The narrative is told mostly in two parts, that of Nick, and that of Peter. There are other voices, but they’re telling different parts of Peter’s and Nick’s stories. As with many stories told in two different parts, Child Thief falls victim to (or takes advantage of) convenient parallel stories. Each relevant part of Peter’s story just happened to occur in the correct sequence that it’s revealed to us, in sequential order, in the same order that it’s needed to avoid boring exposition in Nick’s story. Of course, there is some exposition, but not only is it told in an inspiring and subjective way, it’s also countered by the opposite side’s point of view describing the exact same point. It definitely did a good job, and this gives me an in to explain one of the great strengths of this novel.
One of the most basic literary techniques, probably older than literature itself, is to dehumanize the antagonist. This allows wanton destruction of the enemy to be cheered by those who would normally mourn the loss of life. Child Thief does this, to a point. The Flesh Eaters are no longer human, they’ve become monsters, they kill wantonly and eat the flesh of the dead, their skin is blackened and they have claws, etc. But then, it throws you for a loop. It shows you the human side. The Flesh Eaters, UIfger, Peter, the Witch…they all have their human side, and they all have their side of the story. Just like no character is perfect – everybody has their flaws, to the point that it’s up to the reader who is truly the protagonist and who isn’t. This isn’t a perfect grey novel, however, as there are definite villains. Ulfger, for example, despite his occasionally noble goals, does not commit a single act that is anything less than tyrannical. Certain Flesh-Eaters are villainous enough to potentially place Brom in the company of such authors as either Stan Nicholls or Clive Barker, depending on how deep the rabbit hole goes. Suffice it say that the villainous Captain is more Peter’s grey area counterpart than either of them believe, contrary to popular Disney lore.

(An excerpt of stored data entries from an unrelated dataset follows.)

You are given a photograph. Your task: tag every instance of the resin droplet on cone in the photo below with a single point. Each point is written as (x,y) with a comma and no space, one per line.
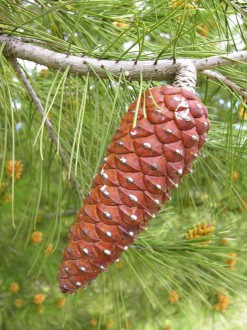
(142,166)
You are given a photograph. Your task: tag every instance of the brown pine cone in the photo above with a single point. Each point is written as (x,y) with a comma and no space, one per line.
(142,167)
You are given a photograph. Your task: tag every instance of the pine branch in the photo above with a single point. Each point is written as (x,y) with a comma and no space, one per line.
(237,6)
(22,76)
(163,69)
(216,75)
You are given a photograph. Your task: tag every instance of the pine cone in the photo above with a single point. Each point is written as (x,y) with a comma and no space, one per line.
(142,167)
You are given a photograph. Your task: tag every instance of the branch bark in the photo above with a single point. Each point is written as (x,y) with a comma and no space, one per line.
(162,70)
(22,76)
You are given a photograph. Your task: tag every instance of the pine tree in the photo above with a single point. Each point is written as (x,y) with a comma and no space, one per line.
(69,71)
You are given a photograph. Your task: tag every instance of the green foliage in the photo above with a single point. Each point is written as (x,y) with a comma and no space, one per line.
(85,111)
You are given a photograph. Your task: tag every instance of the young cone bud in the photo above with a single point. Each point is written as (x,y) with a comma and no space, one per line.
(142,166)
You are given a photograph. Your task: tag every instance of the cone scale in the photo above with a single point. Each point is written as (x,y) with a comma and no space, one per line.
(142,166)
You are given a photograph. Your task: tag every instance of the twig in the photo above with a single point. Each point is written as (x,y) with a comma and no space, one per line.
(226,81)
(236,5)
(163,69)
(22,76)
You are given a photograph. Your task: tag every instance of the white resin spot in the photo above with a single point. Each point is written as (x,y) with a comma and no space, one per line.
(103,174)
(133,217)
(133,133)
(123,160)
(183,103)
(107,215)
(133,198)
(194,137)
(183,115)
(105,193)
(147,145)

The plot works nicely around these characters, allowing the characters to control it but moving drastically. The structure of the story is akin to Highlander. Rather than experiencing the story from beginning to end, Peter’s story details what might be Act Two of a five act play, introducing the first great changes to Avalon, while Nick in at the start of Act Five, centuries after the war with the Flesh Eaters has dragged on. The entire story is building to a climax the whole time, and Nick shows up just in time to watch the climax unfolding. As in the Fifth Act of any great work, the fantasy world of Avalon will never be the same again, and as the novel closes we’re left to imagine what will happen next.
That’s not to say there’s not a whole story. Nick’s story, for example, includes his meeting Sekeu, who would fill the role of a mentor, as well as Cricket, the closest thing this book has to love interest, not to mention the rival in Leroy, and of course his ongoing conflict with Peter. Unfortunately, there’s no real climax relating to any of these personal relationships – the climax focuses more on the overarching plots and casts Nick aside much the way Chewbacca was cast aside by the Yuuzhan Vong.

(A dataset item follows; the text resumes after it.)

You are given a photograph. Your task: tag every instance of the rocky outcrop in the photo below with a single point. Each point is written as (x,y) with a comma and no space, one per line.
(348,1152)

Mixed in with the characters and the plot is the setting. As fantasy settings go (excluding science fantasy), there are a few well known ones. There is the fantasy of J.R.R. Tolkien, which not only redefined the meaning of “elf“, but also set the precedent that would go on to create the fantasy settings of Dungeons and Dragons, Magic: The Gathering, and countless others. Then comes the fantasy setting of Harry Potter, which is a more recent blend of the mythology of dozens of cultures taken relatively more directly from the source material. There’s a little bit of Tolkien in Rowling’s setting (the example that comes easiest to mind is the trolls in the first book), but most of it is admirably precise to the original myths. After this, you usually get a wide variety of spin-offs of either of the above, either for familiarity or research reasons, or smaller, more exclusive settings that don’t really buy into a more general mythology (such as novels about vampires or the like). Second and third least common, you get completely original fantasy worlds based on absolutely nothing at all, and more exotic, often non-Euclidean fantasy worlds that have branched off from the works of H.P. Lovecraft.

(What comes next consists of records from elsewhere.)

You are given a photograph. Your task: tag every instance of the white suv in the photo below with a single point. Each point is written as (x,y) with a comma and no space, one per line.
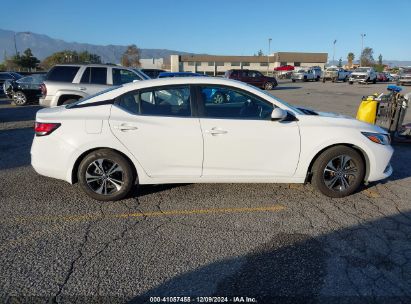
(67,83)
(177,130)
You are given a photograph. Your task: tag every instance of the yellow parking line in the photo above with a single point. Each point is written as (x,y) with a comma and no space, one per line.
(90,217)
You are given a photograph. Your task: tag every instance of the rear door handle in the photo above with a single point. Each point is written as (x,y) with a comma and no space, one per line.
(216,131)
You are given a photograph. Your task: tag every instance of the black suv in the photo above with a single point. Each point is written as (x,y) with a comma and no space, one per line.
(252,77)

Finally, you get the fantasy settings that would stand up with Tolkien and Rowling if only enough people were aware of them. Child Thief is one of these (Stan Nicholls’s Orcs trilogy is another). These are the ones that separate the humans from the fantasy, and build upward from there, using the same source material that both of the aforementioned well-known authors had. In the case of Child Thief, the only thing I recognized as “borrowed” from a more modern setting is the Tolkienesque elves which are introduced farther into the novel. The trolls, the pixies, the witch and her daughters, all of this seems unique… and yet familiar. It just touches on enough cultures to tell us this is nowhere near the medieval culture of the fantasy we’re familiar with. It brings out a different feeling, one that works perfectly with the story of Peter Pan and the Devils.
Child Thief mixes these elements of character, plot and setting the way an expert illustrator mixes his paints. Almost all of the characters are relatable, and all of them are memorable. The plot is high energy, but difficult to get lost in, flowing like a waterfull until the big plunge. I heartily recommend this book to any fantasy enthusiast, and even the odd social scientist. This new look at Peter Pan is worth it.